As more townsfolk gathered excitedly, the level of noise grew. The warrior could hear only some of what they said.

“It was magic that destroyed the tower,” a tired-looking man proclaimed suddenly. “Earthquakes aren’t so selective that they only swallow one building.”

“There were probably sorcerers in the tower,” another interjected. “They experimented with something they shouldn’t have. I saw one running from the place. Dressed all in black, like a piece of coal, he was. He told me to flee.”

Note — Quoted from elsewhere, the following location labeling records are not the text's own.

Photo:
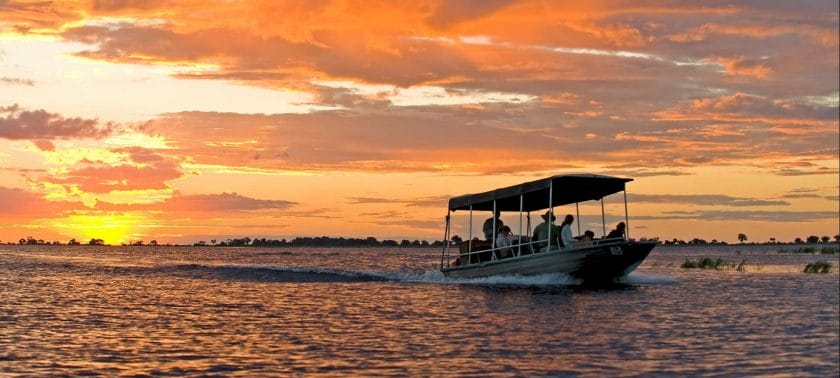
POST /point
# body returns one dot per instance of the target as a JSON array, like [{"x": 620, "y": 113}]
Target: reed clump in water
[
  {"x": 828, "y": 251},
  {"x": 818, "y": 267},
  {"x": 718, "y": 264},
  {"x": 812, "y": 250}
]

“I think it was the gods.” The new speaker was a butcher. He wiped his hands on his bloodied apron and shook his head. “The gods were angry at the sorcerers.”

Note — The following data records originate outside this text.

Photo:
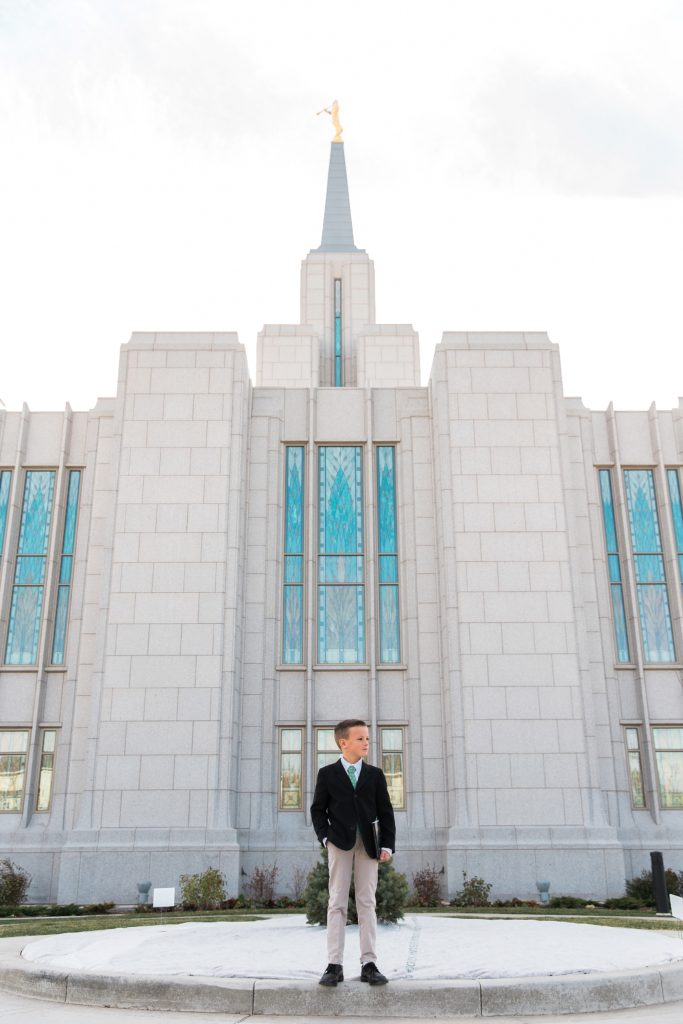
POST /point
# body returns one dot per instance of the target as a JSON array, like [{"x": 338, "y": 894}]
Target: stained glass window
[
  {"x": 66, "y": 568},
  {"x": 648, "y": 565},
  {"x": 293, "y": 576},
  {"x": 635, "y": 768},
  {"x": 327, "y": 751},
  {"x": 46, "y": 770},
  {"x": 341, "y": 620},
  {"x": 291, "y": 774},
  {"x": 614, "y": 567},
  {"x": 392, "y": 765},
  {"x": 13, "y": 748},
  {"x": 338, "y": 335},
  {"x": 388, "y": 556},
  {"x": 677, "y": 513},
  {"x": 669, "y": 758},
  {"x": 5, "y": 480},
  {"x": 31, "y": 567}
]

“The gods are gone, and so’s magic,” an old woman sighed. “And I think neither will ever be back. But I bet what little magic might have been hanging on in that tower caused the quake.”

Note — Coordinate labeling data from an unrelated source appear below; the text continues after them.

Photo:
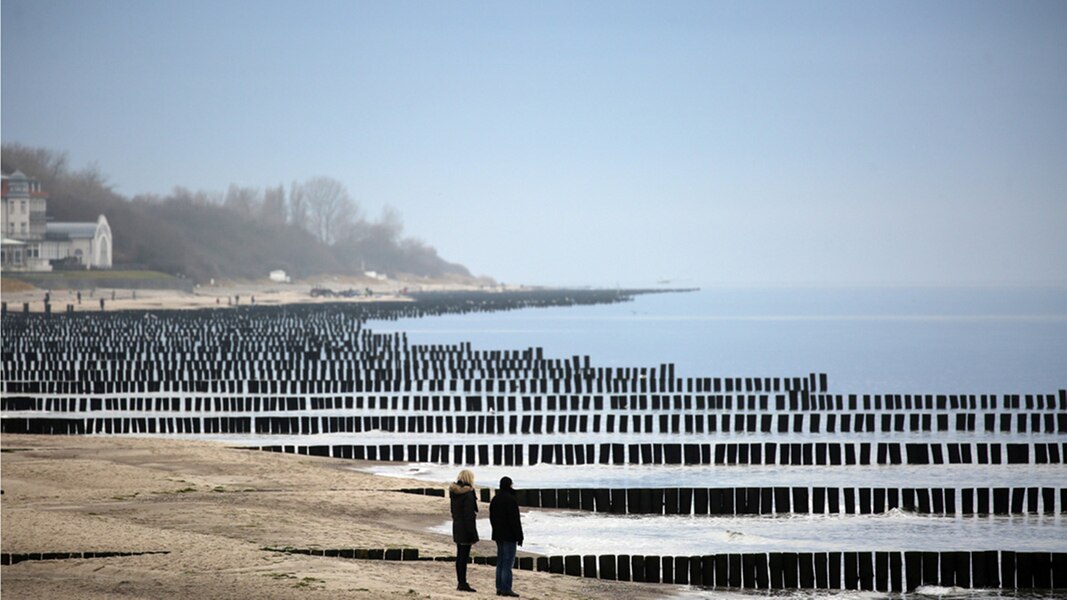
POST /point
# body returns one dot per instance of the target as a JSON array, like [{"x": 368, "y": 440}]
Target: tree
[
  {"x": 273, "y": 210},
  {"x": 243, "y": 201},
  {"x": 330, "y": 209},
  {"x": 298, "y": 206}
]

“Did you see the dragon?” asked a kender who tugged on her skirt.

The old woman said nothing.

A haggard-looking young man answered. “I saw the dragon. It was a great blue one. Never saw anything so big.”

“He could have killed us,” the kender uttered with a hint of awe.

“He should have killed you,” the warrior whispered. “All of you. Chaos wanted you dead.”

The warrior was birthed during the recent war in the Abyss. In the heat of the struggle, Chaos, father of the gods, called a star down from the heavens and demolished it with but an impulse. From the flaming fragments of rock that resulted, the deity shaped the watcher and his evil brethren, worked them into magical, manlike images in much the same way a sculptor would create a series of statues. Chaos breathed life into his creations by tugging memories from the knights who swarmed about him, drawing out their worst nightmares and using them to inspire his daemon warriors, to start their dark hearts beating. The evil constructs fought in Chaos’s defense and by his command.

Most of them died in the battle. The daemon warrior overlooking Palanthas saw most of his brethren perish and fail. He had been spared when the mortals won. And he and a handful of others like him felt their creator pull away from them, abandon them. Without orders, and without Chaos to guide them, the surviving daemon warriors left the Abyss and found their way to Ansalon. They were forced to find a new reason to keep living.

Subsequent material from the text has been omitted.